Измученный жестокостями жизни, библейский Иов «ко вседержителю хотел бы говорить и желал бы состязаться с богом». Новый Иов, Достоевский, выступает на это состязание. И не было со времен Иова таких разрушительных, колеблющих небо вопросов, с какими идет на «страже человеков» Достоевский. Все его произведения — такие буйные вопросы, и увенчание их — знаменитый «бунт» Ивана Карамазова.
«О, по-моему, по жалкому, земному эвклидовскому уму моему, я знаю лишь то, что страдание есть, что виновных нет, что все одно из другого выходит прямо и просто, но ведь жить по этой эвклидовской дичи я не могу же согласиться! Не для того же я страдал, чтобы собой, злодействами и страданиями моими унавозить кому-то будущую гармонию… Пока еще время, спешу оградить себя, а потому от высшей гармонии совершенно отказываюсь. Не стоит она слезинки хотя бы одного только замученного ребенка. Не стоит, потому что слезки его остались неискупленными. И чем, чем ты искупишь их? Неужели тем, что они будут отомщены? Но зачем мне их отмщение, зачем мне ад для мучителей, когда те уже замучены? И какая же гармония, если ад?.. Не хочу я, наконец, чтобы мать обнималась с мучителем, растерзавшим ее сына псами! Не смеет она прощать ему!
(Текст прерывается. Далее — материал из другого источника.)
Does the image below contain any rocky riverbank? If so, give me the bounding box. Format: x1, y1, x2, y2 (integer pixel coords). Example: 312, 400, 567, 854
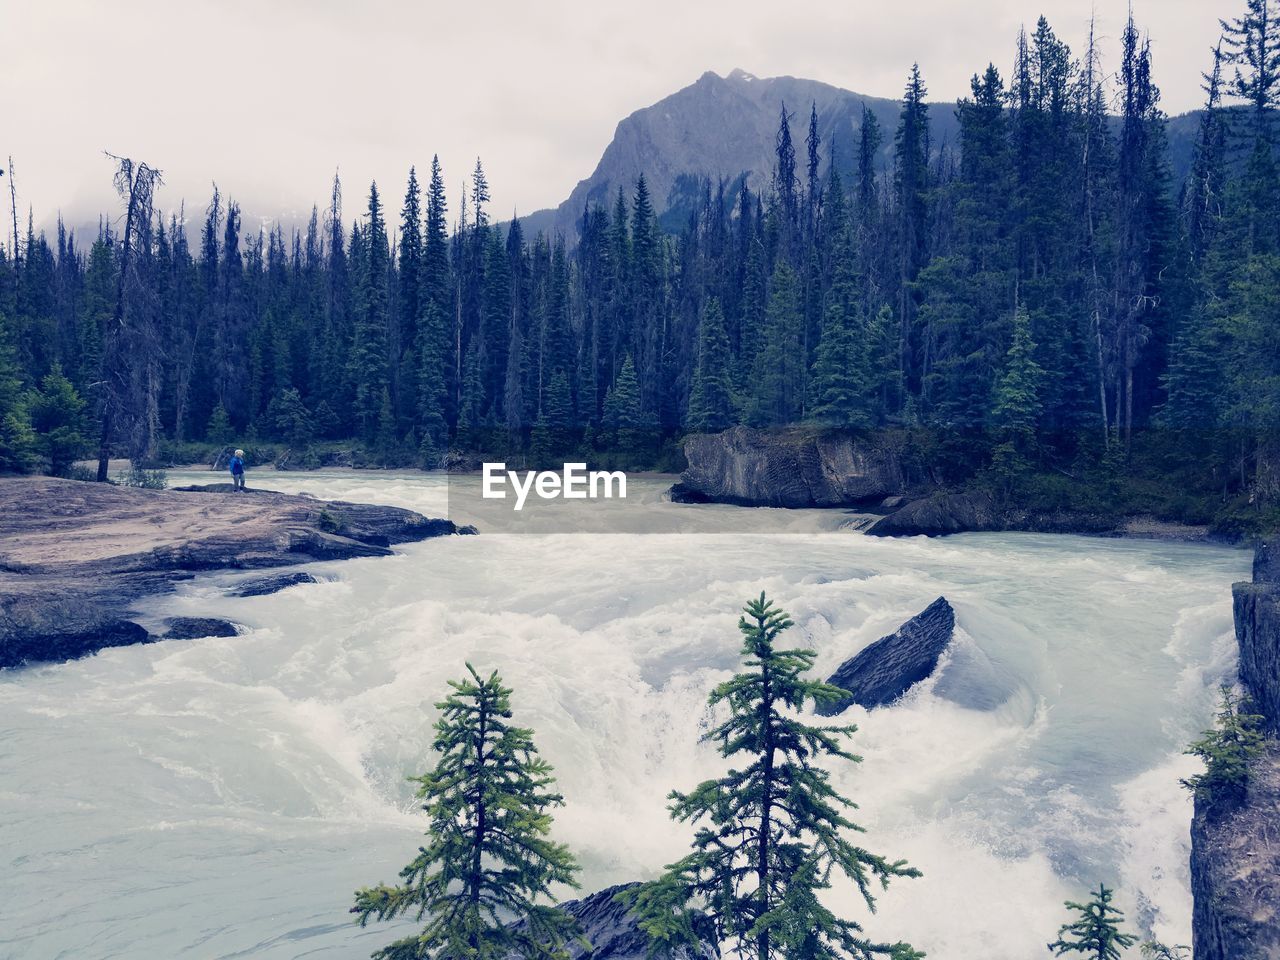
673, 426, 901, 508
1191, 539, 1280, 959
0, 477, 470, 669
672, 429, 1218, 541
Если хочет, путь простит за себя, пусть простит мучителю материнское безмерное страдание свое, но страдание своего растерзанного ребенка она не имеет права простить, хотя бы сам ребенок простил! А если так, — где же гармония? Не хочу гармонии. Лучше уж я останусь при неотмщенном страдании моем и неутоленном негодовании моем, хотя бы я был и неправ»(курсив Достоевского).
В бессознательных глубинах души человеческой кипит и бушует это «неутоленное негодование». И человек вдруг прорывается странным, как будто непостижимым по своей неожиданности словом или поступком.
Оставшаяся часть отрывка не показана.